Reporter: Mochamad Nur Rofiq
blokTuban.com — Misteri di balik kenekatan minibus Toyota Kijang Innova yang menyapu sejumlah kendaraan di persimpangan Jalan Soekarno-Hatta, Kelurahan Mondokan, Kecamatan Tuban, Kamis (10/9/2026) sore, akhirnya sedikit terkuak.
Kepingan teka-teki penyebab kecelakaan beruntun yang merenggut nyawa seorang pengendara motor itu mengarah pada kondisi sang pengemudi yang diduga kuat di bawah pengaruh alkohol saat duduk di balik kemudi.
Tragedi maut sekitar pukul 14.45 WIB tersebut bermula dari tingkah aneh mobil bernopol S 1817 EW yang dikemudikan Muhammad Abdul Wahib (32), warga Desa Wadung, Kecamatan Jenu.
Melaju dari arah utara ke selatan, kendaraan ini seolah tak menghiraukan lampu traffic light yang sedang menyala merah dan tetap melaju kencang menerobos persimpangan kota yang padat. Kejadian tersebut juga sempat terekam jelas CCTV.
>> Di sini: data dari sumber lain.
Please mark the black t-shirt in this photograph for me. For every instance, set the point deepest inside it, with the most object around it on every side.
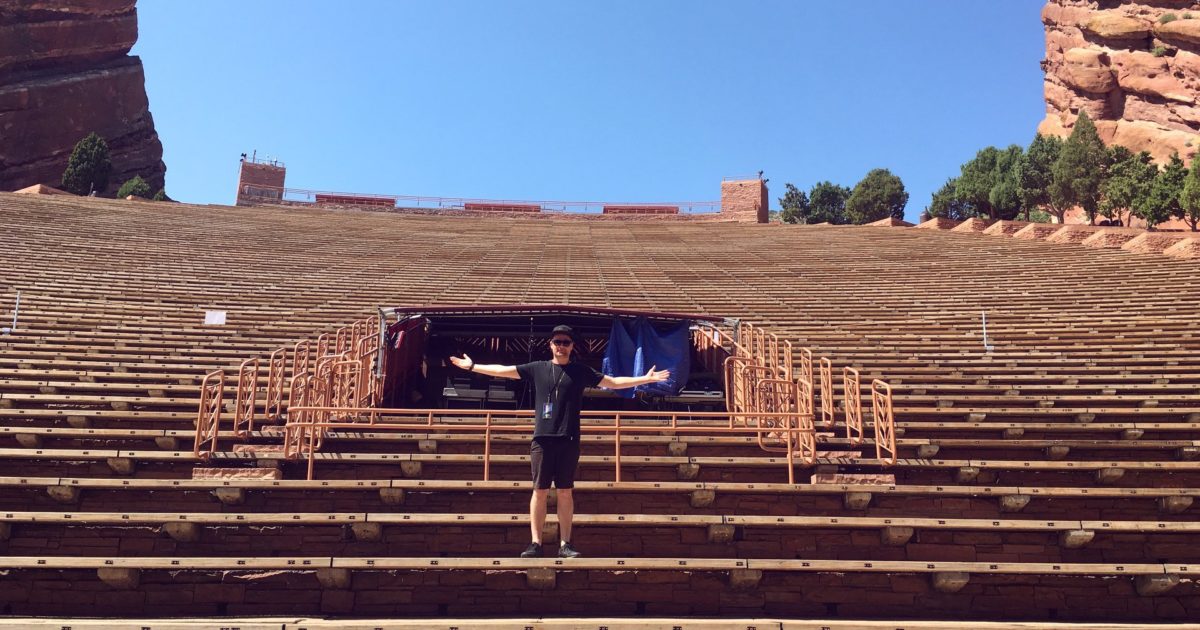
(559, 389)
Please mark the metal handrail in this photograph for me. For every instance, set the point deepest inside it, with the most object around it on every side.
(885, 421)
(853, 405)
(306, 196)
(316, 424)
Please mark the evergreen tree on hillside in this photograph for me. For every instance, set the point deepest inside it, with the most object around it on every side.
(1163, 201)
(1128, 183)
(827, 203)
(1079, 171)
(1189, 199)
(947, 204)
(135, 186)
(880, 195)
(1033, 174)
(89, 166)
(793, 205)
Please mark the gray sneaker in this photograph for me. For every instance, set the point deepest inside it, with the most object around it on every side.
(567, 551)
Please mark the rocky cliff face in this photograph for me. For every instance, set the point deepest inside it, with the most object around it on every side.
(65, 71)
(1134, 66)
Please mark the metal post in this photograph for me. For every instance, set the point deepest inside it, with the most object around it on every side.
(616, 441)
(16, 311)
(987, 346)
(487, 447)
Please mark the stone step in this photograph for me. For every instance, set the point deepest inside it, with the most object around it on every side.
(839, 455)
(855, 479)
(237, 473)
(261, 450)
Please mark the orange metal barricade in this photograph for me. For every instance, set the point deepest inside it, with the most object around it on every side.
(852, 391)
(885, 421)
(807, 376)
(275, 379)
(208, 421)
(827, 415)
(737, 397)
(301, 358)
(246, 399)
(295, 437)
(323, 345)
(318, 420)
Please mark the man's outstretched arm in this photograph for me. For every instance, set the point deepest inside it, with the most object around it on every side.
(653, 376)
(499, 371)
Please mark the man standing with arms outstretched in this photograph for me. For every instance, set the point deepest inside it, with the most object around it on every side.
(555, 450)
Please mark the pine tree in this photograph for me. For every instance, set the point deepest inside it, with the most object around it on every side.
(1163, 201)
(89, 167)
(135, 186)
(880, 195)
(1079, 171)
(1189, 199)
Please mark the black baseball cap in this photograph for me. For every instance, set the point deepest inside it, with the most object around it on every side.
(563, 329)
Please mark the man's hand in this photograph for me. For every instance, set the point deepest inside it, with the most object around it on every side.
(658, 376)
(465, 361)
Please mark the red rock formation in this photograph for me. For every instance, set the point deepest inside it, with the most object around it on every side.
(65, 71)
(1137, 76)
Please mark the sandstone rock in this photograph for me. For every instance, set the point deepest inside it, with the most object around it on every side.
(1089, 70)
(1109, 239)
(1152, 243)
(1073, 234)
(25, 46)
(1099, 61)
(1113, 25)
(1139, 136)
(1141, 72)
(973, 225)
(939, 223)
(65, 71)
(1056, 15)
(1180, 31)
(1006, 228)
(1185, 249)
(1036, 232)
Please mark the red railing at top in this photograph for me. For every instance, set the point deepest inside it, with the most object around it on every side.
(270, 195)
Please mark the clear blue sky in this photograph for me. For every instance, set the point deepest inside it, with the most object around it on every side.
(623, 101)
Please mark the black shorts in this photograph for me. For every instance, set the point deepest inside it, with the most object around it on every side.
(553, 459)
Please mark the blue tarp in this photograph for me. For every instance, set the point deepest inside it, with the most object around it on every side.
(635, 346)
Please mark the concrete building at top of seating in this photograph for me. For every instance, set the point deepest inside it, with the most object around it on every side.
(263, 183)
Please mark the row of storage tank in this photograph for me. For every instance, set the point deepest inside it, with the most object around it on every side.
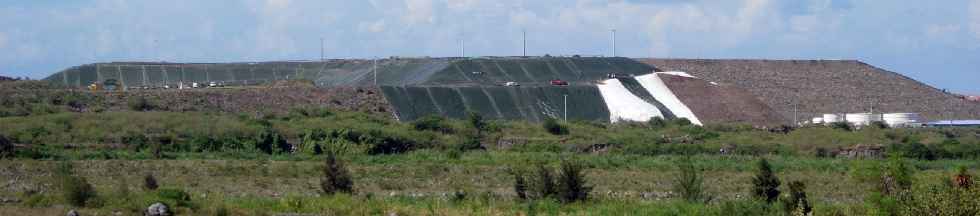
(864, 119)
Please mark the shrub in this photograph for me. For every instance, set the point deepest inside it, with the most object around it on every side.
(176, 196)
(432, 123)
(139, 103)
(336, 178)
(544, 185)
(476, 121)
(391, 145)
(690, 183)
(797, 201)
(681, 121)
(571, 182)
(765, 184)
(657, 122)
(552, 126)
(841, 126)
(271, 142)
(77, 191)
(150, 182)
(470, 142)
(520, 185)
(6, 147)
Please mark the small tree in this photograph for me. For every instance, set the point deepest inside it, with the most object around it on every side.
(476, 121)
(797, 202)
(571, 182)
(552, 126)
(962, 179)
(545, 186)
(336, 178)
(140, 103)
(657, 122)
(76, 190)
(6, 147)
(150, 182)
(520, 185)
(690, 183)
(765, 184)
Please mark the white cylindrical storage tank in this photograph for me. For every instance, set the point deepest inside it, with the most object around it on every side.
(900, 119)
(832, 118)
(862, 119)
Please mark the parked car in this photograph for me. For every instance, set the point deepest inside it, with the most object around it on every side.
(559, 82)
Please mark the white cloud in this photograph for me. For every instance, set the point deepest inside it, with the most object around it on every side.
(3, 40)
(974, 21)
(420, 11)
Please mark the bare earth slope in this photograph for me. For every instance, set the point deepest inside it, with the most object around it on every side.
(826, 86)
(721, 103)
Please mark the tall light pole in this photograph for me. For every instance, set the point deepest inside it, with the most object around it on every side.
(614, 42)
(565, 115)
(524, 39)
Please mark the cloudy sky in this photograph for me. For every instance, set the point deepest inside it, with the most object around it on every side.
(937, 42)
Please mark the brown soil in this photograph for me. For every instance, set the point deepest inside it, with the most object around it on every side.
(826, 86)
(721, 103)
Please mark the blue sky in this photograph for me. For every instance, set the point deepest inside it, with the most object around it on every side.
(937, 42)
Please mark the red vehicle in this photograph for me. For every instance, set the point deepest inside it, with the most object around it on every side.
(559, 82)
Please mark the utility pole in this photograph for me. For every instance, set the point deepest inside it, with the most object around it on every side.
(565, 115)
(375, 71)
(524, 38)
(614, 42)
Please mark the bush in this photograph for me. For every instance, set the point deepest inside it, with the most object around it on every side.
(797, 201)
(150, 182)
(680, 122)
(520, 185)
(432, 123)
(271, 142)
(476, 121)
(471, 142)
(765, 184)
(544, 184)
(140, 103)
(6, 147)
(552, 126)
(690, 183)
(77, 191)
(178, 197)
(657, 122)
(571, 182)
(841, 126)
(336, 178)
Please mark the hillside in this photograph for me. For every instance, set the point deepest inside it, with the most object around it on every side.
(826, 86)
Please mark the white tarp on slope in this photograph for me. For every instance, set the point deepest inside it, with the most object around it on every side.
(660, 92)
(624, 105)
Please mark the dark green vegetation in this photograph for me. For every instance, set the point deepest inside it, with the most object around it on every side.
(337, 162)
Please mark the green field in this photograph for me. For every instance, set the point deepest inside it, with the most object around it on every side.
(267, 163)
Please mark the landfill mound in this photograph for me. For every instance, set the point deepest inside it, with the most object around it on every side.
(815, 87)
(716, 103)
(358, 72)
(497, 102)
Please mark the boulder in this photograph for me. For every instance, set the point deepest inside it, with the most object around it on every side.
(158, 209)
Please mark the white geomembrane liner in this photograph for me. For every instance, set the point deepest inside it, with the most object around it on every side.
(624, 105)
(660, 92)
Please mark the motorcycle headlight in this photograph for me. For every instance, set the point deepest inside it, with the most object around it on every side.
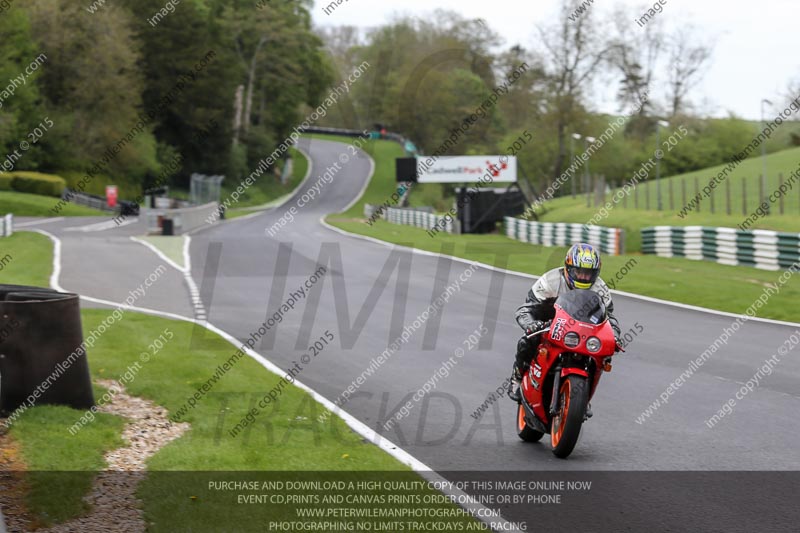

Kanit Gakkum Satlantas Polres Tuban, Ipda Rizky Dwi Prasetyo, mengungkapkan awal mula benturan fatal yang memicu rantai kecelakaan tersebut.
"Awalnya kendaraan Innova melaju dari arah utara ke selatan. Saat tiba di persimpangan, pengemudi diduga tidak mematuhi rambu dan nekat menerobos lampu merah hingga menghantam Ojek Online (OJOL) yang sedang mengantar pelanngannya dengan motor Vario bernopol S 5979 IS," terang Ipda Rizky Dwi Prasetyo saat dikonfirmasi wartawan blokTuban.com.
Hantaman keras dari Innova membuat Honda Vario yang dikendarai Wahyu Bagus Pambudi (OJOL,red) bersama Amalya Umami Nahdiyah (25) terpental tak terkendali. Pengendara Ojol tersebut tak sempat menghindar saat berbelok dari arah timur, hingga motor yang mereka naiki menghantam mobil Suzuki APV bernopol B 2028 KIE milik Diana Setiawati (54) yang berpenumpang Tiara Anggrini (27).
Namun, mimpi buruk di persimpangan itu rupanya belum berakhir. Meski telah memicu tubrukan beruntun, Innova hitam itu terus meluncur liar tanpa ada tanda-tanda pengereman yang berarti.
"Setelah menabrak Vario hingga terpental ke Suzuki APV, Innova masih terus melaju dan kembali menabrak sepeda motor Honda Beat bernopol S 3826 EAQ yang dikendarai Moch Nisfu Ramadhan Putra saat belok kiri ke arah selatan," lanjut Ipda Rizky.
Laju busur Innova baru terhenti setelah merenggut nyawa Moch Nisfu Ramadhan Putra (30), warga Desa Hargorejo, Kecamatan Kerek, yang tewas seketika di TKP. Warga sekitar dan pengguna jalnpun dibuat terkeju yang melihat kecelakaan maut tersebut.
Sementara itu dua korban luka ringan dilarikan ke RS NU Tuban dan jasad korban tewas dievakuasi ke RSUD Tuban.
Pertanyaan publik mengenai alasan pengemudi nekat 'menyeruduk' deretan kendaraan di siang bolong itu akhirnya terjawab setelah polisi menggelar pemeriksaan maraton.
"Selain indikasi pelanggaran rambu lalu lintas, kami mendalami dugaan kuat bahwa pengemudi berkendara di bawah pengaruh alkohol, kalau pengaruh obat-obatan sementara negatif. Hasil dua kali tes di dokkes Polresta sama RSNU," tegas Ipda Rizky.[rof]
Pelajaran penting: Hindari mengendarai kendaraan dalam keadaan mabok. Selalu sopan dan taat rambu lalu lintas!